Teacher Learning

Why?

We make a difference to our children, communities and society, by guiding them and demonstrating by our actions the way we deal with situations. We lead predominantly by example. When we do not know how, we might seek information or help so we can achieve key goals, like these, below: diagram of objectives

Most people might agree that we need to improve society’s effectiveness at dealing with some of these goals: however, by most measures, we are not improving. In fact, recent publicised studies and reports in the news suggest all of these goals are in decline. If this is true (and even if not), might it be good to improve the achievement of these goals? How can we do this? What is preventing improvement now?

How?

People in society generally do not deliberately set out to make any of these issues worse – least of all parents. One thing is clear from society’s current performance: there is either a poverty of understanding, or a lack of knowledge about the causes (or both):

If we always think what we always thought,
We will always do what we always did, and
Always get what we always got.

So, something needs to change if anything is going to improve. Maybe we can improve our understanding & knowledge by looking at, & thinking differently about what we provide for our young people, as they grow up.

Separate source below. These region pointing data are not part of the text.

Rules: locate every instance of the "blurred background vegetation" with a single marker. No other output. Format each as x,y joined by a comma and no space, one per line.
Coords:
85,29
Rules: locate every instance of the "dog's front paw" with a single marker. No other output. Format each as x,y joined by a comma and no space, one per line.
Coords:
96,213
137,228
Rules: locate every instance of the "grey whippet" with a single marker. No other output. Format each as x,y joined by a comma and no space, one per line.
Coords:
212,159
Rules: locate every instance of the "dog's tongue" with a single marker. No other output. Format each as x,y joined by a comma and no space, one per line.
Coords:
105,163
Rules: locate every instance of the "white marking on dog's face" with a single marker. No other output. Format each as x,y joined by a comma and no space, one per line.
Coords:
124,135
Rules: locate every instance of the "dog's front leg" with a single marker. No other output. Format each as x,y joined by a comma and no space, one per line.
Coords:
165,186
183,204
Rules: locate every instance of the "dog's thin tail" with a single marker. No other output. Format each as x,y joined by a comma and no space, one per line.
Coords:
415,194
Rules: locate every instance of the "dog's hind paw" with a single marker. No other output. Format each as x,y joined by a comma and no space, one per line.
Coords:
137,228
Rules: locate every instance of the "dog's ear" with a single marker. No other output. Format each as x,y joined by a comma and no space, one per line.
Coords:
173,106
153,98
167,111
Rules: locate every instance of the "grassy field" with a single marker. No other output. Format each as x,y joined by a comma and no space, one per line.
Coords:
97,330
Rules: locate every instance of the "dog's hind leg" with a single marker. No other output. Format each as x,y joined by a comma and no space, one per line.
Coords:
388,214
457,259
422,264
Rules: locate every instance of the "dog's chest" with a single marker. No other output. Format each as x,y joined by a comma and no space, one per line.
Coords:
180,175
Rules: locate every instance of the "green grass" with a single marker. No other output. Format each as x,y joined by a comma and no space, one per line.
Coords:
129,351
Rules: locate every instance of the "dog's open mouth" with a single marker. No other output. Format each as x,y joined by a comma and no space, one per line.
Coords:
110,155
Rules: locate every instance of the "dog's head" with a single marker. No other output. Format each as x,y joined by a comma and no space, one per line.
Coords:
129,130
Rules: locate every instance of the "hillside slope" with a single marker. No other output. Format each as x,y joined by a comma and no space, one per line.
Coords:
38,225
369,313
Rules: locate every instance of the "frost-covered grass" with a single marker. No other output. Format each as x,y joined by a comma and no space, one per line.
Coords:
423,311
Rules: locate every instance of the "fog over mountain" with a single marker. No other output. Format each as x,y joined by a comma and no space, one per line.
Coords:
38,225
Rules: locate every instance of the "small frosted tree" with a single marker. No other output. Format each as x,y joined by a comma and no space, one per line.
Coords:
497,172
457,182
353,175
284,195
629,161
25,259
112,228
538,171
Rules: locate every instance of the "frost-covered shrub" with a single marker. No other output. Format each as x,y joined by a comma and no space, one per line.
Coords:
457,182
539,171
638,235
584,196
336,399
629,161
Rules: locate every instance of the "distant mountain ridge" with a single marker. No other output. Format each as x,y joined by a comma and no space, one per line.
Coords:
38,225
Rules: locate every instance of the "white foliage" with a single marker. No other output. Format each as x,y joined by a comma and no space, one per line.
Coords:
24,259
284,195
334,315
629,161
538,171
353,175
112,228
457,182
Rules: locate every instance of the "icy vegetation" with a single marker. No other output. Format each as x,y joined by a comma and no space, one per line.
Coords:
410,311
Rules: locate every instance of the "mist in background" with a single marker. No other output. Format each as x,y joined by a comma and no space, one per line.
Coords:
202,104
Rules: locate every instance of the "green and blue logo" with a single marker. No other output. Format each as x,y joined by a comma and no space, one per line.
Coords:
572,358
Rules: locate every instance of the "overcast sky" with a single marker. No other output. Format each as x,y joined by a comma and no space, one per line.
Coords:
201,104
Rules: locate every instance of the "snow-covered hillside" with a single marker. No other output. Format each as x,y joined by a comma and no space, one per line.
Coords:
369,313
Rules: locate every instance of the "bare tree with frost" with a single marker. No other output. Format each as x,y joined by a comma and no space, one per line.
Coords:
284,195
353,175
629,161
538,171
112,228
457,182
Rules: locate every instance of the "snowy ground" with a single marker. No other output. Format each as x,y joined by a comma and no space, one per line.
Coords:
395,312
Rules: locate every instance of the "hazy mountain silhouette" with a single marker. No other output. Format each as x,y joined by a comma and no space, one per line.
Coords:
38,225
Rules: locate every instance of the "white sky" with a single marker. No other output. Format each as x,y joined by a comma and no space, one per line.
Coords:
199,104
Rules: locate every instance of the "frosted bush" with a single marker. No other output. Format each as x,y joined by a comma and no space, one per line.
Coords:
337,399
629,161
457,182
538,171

Our children’s experience of education shows mixed results. If prevention is better than cure, then it must be possible that some impediments to progress later on in life lie on the left-hand side in the diagram on the previous page – at the start of their development. Improvement at the earliest point must be quicker, easier, cheaper and so probably longer lasting and more effective. We now have more evidence available from medical research, on brain growth and development, and how learning happens at different stages of life. We should therefore change the way we think about education.

What?

So, what can we do to think differently? From a wide variety of research in both the social and business sectors, we suggest there are 3 key changes to consider, particularly in (but not exclusively to) education:

1. Focus on learning not on results.

Results are vital to understand progress: a focus on results alone will lead to behaviour designed to achieve those results without understanding how best to achieve it. If we instead focus on individual learning, then we will get both learning and the results too.

It is right to think “if I can’t measure it, I can’t manage it.”
However, it is also right to think “If I can’t understand it, I can’t change it.”

2. Bottom up not top down.

Direction and exhortations from government lead to a one-size-fits-all solution, which is currently not of value to all (remember, the issues above are not improving). Instead, local needs should be met with appropriate, evidence-based development and improvement of practice at a local level. Improve professionalism, individuality and creativity – from the bottom up, not the top down.

It is possible to look at relevant research available, then pick the research that we think will deliver one or more of the 6 goals (above), and apply it appropriately in our context. When we apply it to all contexts, or out of context, we fail to consider local issues or individual realities.

3. Find how the individual is intelligent, rather than how intelligent the individual is.

Find young people’s interests and talents, then support and nurture them as far as possible. When there is individual purpose, other key skills – including vital literacy and numeracy – will then follow.

Forcing schools to focus excessively on maths and English for example, can ignore the needs of the individual child. There is in fact no evidence that achieving GCSE maths and English will make children successful and happy for the rest of their lives: finding what makes them tick, and helping them excel in it, will.